Abstract

A mobile laser scanning (MLS) system allows direct collection of accurate 3D point information in unprecedented detail at highway speeds and at less than traditional survey costs, which serves the fast growing demands of transportation-related road surveying including road surface geometry and road environment. As one type of road feature in traffic management systems, road markings on paved roadways have important functions in providing guidance and information to drivers and pedestrians. This paper presents a stepwise procedure to recognize road markings from MLS point clouds. To improve computational efficiency, we first propose a curb-based method for road surface extraction.
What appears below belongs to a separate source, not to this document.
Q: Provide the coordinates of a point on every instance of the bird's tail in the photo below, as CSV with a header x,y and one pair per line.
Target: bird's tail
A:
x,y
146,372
This method first partitions the raw MLS data into a set of profiles according to vehicle trajectory data, and then extracts small height jumps caused by curbs in the profiles via slope and elevation-difference thresholds. Next, points belonging to the extracted road surface are interpolated into a geo-referenced intensity image using an extended inverse-distance-weighted (IDW) approach. Finally, we dynamically segment the geo-referenced intensity image into road-marking candidates with multiple thresholds that correspond to different ranges determined by point-density appropriate normality. A morphological closing operation with a linear structuring element is finally used to refine the road-marking candidates by removing noise and improving completeness. This road-marking extraction algorithm is comprehensively discussed in the analysis of parameter sensitivity and overall performance. An experimental study performed on a set of road markings with ground-truth shows that the proposed algorithm provides a promising solution to the road-marking extraction from MLS data.